Another important series of experiments took place in
1917–18 in the laboratories of Gustav Geley with Bisson’s collaboration.
About 150 representative individuals, including
many scientists, witnessed the phenomena. In his From the Unconscious
to the Conscious (1920), Geley observes
‘‘It is needless to say that the usual precautions were rigorously
observed during the séances in my laboratory. On coming
into the room where the séances were held, and to which I
alone had previous access, the medium was completely undressed
in my presence, and dressed in a tight garment, sewn
up the back and at the wrists; the hair, and the cavity of the
mouth were examined by me and my collaborators before and
after the séances. Eva was walked backwards to the wicker chair
in the dark cabinet; her hands were always held in full sight outside
the curtains and the room was always quite well lit during
the whole time. I do not merely say There was no trickery; I
say there was no possibility of trickery. Further, and I cannot
repeat it too often, nearly always the materializations took
place under my own eyes, and I have observed their genesis
and their whole development.’’
He adds in a footnote
‘‘I am, moreover, glad to testify that Eva has always shown,
in my presence, absolute experimental honesty. The intelligent
and self-sacrificing resignation with which she submitted to all
control and the truly painful tests of her mediumship, deserve
the real and sincere gratitude of all men of science worthy of
that name.’’
The results of these experiments were the subject of a conference
at the College of France, published under the title La
Physiologie dite Supranormale (Bulletin de l’Institut Physiologique,
January–June 1918.
In 1920 Eva C. and Bisson spent two months in London. Of
40 séances given to the Society for Psychical Research, half
were entirely blank, the rest very weak. As a result, the regurgitation
theory was again put forward as a possible explanation.

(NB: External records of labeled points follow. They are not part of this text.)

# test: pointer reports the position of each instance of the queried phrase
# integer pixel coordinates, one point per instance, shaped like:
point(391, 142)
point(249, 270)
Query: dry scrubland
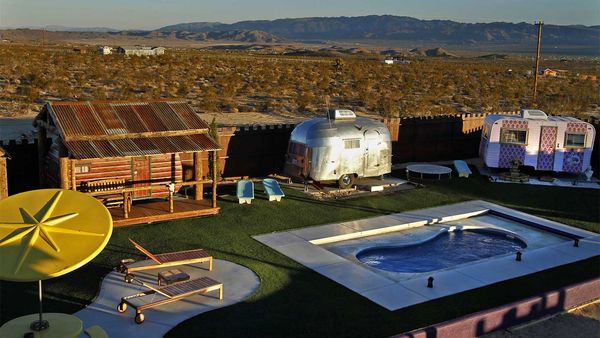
point(231, 82)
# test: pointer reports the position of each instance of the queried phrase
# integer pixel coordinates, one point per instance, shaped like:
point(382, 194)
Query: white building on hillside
point(141, 50)
point(105, 50)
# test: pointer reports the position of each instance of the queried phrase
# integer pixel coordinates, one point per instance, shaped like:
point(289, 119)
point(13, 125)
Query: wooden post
point(199, 188)
point(537, 61)
point(73, 177)
point(125, 205)
point(3, 177)
point(64, 172)
point(63, 161)
point(215, 178)
point(42, 149)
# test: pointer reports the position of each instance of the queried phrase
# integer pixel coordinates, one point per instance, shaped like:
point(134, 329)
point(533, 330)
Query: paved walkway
point(239, 284)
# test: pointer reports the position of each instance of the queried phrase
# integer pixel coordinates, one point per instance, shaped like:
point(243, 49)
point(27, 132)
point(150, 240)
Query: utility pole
point(537, 60)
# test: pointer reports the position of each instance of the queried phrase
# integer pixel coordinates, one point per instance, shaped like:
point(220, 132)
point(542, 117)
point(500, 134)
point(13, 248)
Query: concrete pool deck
point(239, 283)
point(306, 247)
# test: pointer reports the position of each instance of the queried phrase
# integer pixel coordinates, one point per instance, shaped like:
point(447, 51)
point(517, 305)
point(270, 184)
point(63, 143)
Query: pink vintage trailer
point(552, 143)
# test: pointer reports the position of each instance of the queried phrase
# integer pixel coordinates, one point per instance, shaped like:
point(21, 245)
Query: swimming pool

Of the London work, in his Thirty Years of Psychical Research
(1923), Richet states
‘‘The official reports of the séances lead to very distinct inferences;
it seems that though the external conditions were unfavorable
to success, some results were very clear and that it is
impossible to refer the phenomena to fraud. Nevertheless, our
learned colleagues of the SPR came to no conclusion. They
admit that the only possible trickery is regurgitation. But what
is meant by that How can masses of mobile substance, organized
as hands, faces and drawings, be made to emerge from
the oesophagus or the stomach No physiologist would admit
such power to contract those organs at will in this manner.
How, when the medium’s hands are tied and held, could papers
be unfolded, put away, and made to pass, through a veil
The members of the SPR, when they fail to understand, say ‘It
is difficult to understand how this is produced.’ Mr. Dingwall,
who is an expert in legerdemain, having seen the ectoplasm
emerge as a miniature hand, making signs before disappearing,
says ‘I attach no importance to this.’ We may be permitted
to remark that very great importance attaches to Mr. Dingwall’s
testimony.’’
In 1922, 15 sittings with Eva C. took place at the Sorbonne.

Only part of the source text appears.